Often discussions about the need to shift from a regional focus to a global perspective lead to debates about supported-supporting relationships, and inevitably someone will make the claim that functional combatant commands should always support regional combatant commands. Implied, if not stated, is the belief that conducting operations or executing missions is the sole purview of regional combatant commands and that no functional combatant command should conduct operations in a regional combatant commander's AOR. Such hard-and-fast rules have never existed, and supported-supporting relationships continue to depend on the situation and mission objectives. That is why supported-supporting relationships are spelled out in planning orders, deployment orders, execution orders, in the Joint Strategic Capabilities Plan, and in operations plans and concept plans. Moreover, the term "supported" does not imply sole responsibility for execution. A supporting combatant commander can execute or conduct operations in support of the supported commander-something USTRANSCOM does every day. Our combatant commanders ultimately support the president and the secretary of defense in the pursuit of American security, and the array of possible command relations between combatant commanders should not be constrained unnecessarily. To the extent we can harness the ability to observe and operate globally, without self-imposed artificial limitations, we will generate new military capabilities to add to the ones that we have today, thereby yielding a greater number of military options from which the president can choose.

The president and secretary of defense must maintain a global perspective, and so must the military officials charged with supporting them. While communications from the president and the secretary of defense to the combatant commanders normally pass through the chairman of the Joint Chiefs of Staff, the Joint Chiefs and the chairman are not in the chain of command. If there was ever a time when our nation's security could be adequately provided by having uniformed leaders in Washington maintain a global perspective while commands around the globe kept exclusive focus on their regions, that time has long since passed into history. To fulfill faithfully the "commander's intent" from the president on down, combatant command staffs, service staffs, the Joint Staff, and U.S. officials serving on allied staffs must appreciate our commander in chief's perspective-a global perspective. If we attempt to do otherwise, we will surely end up like the six blind men of the ancient Eastern parable in their first encounter with an elephant, endlessly disputing the nature of something we fail to perceive fully. By shifting our view from a regional perspective to a global perspective, we will better comprehend and respond to America's security needs in the twenty-first century.

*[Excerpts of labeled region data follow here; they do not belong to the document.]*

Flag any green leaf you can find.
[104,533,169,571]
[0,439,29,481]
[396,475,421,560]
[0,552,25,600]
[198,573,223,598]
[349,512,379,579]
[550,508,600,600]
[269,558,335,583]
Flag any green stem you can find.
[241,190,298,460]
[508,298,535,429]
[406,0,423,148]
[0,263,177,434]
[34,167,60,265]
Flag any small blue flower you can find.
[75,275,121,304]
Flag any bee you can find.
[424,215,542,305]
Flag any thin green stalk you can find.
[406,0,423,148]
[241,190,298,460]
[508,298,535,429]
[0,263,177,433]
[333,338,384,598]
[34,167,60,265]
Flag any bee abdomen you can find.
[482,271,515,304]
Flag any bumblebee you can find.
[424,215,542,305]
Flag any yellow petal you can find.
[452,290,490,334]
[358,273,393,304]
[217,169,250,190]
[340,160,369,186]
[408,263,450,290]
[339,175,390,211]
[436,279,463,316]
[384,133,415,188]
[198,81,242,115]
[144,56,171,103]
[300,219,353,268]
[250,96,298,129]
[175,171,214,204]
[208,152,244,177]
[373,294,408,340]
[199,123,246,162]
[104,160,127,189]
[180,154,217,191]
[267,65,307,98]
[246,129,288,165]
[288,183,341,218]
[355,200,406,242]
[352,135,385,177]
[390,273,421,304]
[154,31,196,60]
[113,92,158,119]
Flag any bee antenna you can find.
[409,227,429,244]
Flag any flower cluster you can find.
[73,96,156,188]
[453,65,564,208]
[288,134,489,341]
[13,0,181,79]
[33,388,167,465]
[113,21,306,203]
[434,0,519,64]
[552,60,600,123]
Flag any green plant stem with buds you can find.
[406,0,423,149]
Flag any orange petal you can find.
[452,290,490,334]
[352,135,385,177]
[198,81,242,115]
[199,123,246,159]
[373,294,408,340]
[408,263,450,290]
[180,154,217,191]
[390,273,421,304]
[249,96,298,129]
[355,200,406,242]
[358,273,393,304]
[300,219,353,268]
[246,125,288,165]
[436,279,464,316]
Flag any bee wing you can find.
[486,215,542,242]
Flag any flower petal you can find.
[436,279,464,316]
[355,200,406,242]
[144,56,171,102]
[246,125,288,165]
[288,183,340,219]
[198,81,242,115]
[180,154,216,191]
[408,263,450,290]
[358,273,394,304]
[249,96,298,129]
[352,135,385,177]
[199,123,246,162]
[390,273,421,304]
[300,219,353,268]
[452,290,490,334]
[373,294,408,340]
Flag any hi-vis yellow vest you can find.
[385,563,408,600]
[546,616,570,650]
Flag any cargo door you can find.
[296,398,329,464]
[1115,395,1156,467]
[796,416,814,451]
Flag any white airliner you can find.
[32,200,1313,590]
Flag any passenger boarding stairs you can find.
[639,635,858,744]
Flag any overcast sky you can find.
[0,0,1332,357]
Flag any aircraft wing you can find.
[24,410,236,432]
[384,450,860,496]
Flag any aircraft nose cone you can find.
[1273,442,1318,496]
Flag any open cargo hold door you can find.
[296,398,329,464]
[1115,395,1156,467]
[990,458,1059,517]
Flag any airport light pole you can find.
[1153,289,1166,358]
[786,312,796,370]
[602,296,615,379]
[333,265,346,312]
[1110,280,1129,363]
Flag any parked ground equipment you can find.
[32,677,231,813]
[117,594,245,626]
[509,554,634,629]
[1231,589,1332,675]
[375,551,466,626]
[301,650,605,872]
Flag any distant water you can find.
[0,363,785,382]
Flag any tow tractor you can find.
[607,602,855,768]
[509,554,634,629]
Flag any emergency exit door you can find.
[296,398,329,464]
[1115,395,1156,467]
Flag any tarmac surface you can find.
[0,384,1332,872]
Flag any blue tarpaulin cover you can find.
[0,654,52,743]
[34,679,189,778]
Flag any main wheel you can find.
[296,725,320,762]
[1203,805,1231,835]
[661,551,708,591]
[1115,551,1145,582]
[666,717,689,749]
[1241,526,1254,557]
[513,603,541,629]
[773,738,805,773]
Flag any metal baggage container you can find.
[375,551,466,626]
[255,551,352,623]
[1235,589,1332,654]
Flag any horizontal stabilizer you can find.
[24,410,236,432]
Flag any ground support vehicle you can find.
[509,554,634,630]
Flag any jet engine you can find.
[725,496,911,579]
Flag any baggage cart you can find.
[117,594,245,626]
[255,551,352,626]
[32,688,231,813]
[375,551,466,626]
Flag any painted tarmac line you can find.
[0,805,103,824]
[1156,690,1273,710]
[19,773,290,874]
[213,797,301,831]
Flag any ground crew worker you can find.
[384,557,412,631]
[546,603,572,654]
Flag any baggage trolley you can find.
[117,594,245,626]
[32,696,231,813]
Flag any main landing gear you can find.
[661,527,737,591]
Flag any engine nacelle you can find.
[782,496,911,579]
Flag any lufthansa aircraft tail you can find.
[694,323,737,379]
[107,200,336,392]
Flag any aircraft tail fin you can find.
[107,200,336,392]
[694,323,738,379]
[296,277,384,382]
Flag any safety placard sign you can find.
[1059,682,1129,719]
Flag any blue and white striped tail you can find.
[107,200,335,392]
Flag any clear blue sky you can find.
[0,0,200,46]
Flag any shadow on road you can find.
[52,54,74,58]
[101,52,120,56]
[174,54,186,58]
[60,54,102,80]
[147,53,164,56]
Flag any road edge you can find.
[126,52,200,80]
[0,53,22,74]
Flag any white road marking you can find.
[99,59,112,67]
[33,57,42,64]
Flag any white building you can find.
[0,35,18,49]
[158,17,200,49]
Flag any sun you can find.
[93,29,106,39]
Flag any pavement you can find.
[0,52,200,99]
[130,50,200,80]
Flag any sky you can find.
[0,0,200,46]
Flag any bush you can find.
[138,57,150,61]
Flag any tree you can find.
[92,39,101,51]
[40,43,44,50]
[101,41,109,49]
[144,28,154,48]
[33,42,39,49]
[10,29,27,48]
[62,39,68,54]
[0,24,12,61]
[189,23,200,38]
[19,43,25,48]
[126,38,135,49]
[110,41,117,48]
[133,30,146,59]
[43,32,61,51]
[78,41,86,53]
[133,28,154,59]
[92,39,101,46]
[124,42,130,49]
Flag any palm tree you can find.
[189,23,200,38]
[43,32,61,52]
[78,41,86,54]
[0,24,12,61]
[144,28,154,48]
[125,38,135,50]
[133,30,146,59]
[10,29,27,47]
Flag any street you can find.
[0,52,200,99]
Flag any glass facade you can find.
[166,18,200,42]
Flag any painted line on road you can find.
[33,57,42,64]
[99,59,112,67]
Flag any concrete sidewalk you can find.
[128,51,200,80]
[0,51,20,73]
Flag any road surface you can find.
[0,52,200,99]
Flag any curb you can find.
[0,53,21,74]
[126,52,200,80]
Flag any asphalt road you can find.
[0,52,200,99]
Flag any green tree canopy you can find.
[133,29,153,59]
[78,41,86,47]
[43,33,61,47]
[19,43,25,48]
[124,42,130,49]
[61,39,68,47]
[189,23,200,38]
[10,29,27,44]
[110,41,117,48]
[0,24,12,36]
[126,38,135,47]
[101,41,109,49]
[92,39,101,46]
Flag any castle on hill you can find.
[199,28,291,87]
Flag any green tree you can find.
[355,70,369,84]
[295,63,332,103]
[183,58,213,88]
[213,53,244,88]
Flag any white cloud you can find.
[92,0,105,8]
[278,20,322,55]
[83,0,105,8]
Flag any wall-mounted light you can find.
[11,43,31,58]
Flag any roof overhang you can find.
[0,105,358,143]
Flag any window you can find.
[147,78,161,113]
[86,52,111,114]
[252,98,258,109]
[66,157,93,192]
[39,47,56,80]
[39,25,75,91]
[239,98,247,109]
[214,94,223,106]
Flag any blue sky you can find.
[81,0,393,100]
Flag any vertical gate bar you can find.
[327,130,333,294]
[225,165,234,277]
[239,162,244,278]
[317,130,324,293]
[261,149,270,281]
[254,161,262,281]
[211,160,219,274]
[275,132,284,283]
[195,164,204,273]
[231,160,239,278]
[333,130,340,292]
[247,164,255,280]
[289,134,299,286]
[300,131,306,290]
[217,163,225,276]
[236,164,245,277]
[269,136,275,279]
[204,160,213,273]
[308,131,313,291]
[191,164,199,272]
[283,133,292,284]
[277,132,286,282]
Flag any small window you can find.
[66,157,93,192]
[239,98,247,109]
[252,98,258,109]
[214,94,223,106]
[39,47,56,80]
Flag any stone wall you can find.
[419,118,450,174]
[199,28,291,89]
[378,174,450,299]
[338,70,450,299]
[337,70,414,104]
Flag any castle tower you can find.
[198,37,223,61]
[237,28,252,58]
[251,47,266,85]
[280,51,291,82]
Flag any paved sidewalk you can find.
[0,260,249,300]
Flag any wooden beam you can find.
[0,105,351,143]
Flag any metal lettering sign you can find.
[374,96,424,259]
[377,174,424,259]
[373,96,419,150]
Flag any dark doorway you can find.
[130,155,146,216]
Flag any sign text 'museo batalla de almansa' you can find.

1. Joint History Office, The History of the Unified Command Plan 1946-1993(Washington, D.C.: Joint History Office, 1995), pp. 11-15.

2. General Douglas MacArthur, speech before Congress, 19 April 1951, reproduced in Douglas MacArthur, Reminiscences (New York: McGraw-Hill, 1962), p. 459; General Omar Bradley, testimony to Congress, 15 May 1951, cited in Omar N. Bradley and Clay Blair, A General's Life (New York: Simon and Schuster, 1983), p. 640.

3. Prior to the formation of USSPACECOM in 1985, purely functional combatant commands tended to be "specified commands," meaning that all of their forces came from a single service. Strategic Air Command was an example of a specified command. The last specified command, USFORSCOM, became the Army component to U.S. Atlantic Command in 1993. (U.S. Atlantic Command became USJFCOM in 1999.)

4. Secretary of Defense Donald H. Rumsfeld, transcript of a Defense Department press conference, The Pentagon, Washington, D.C., 7 January 2003.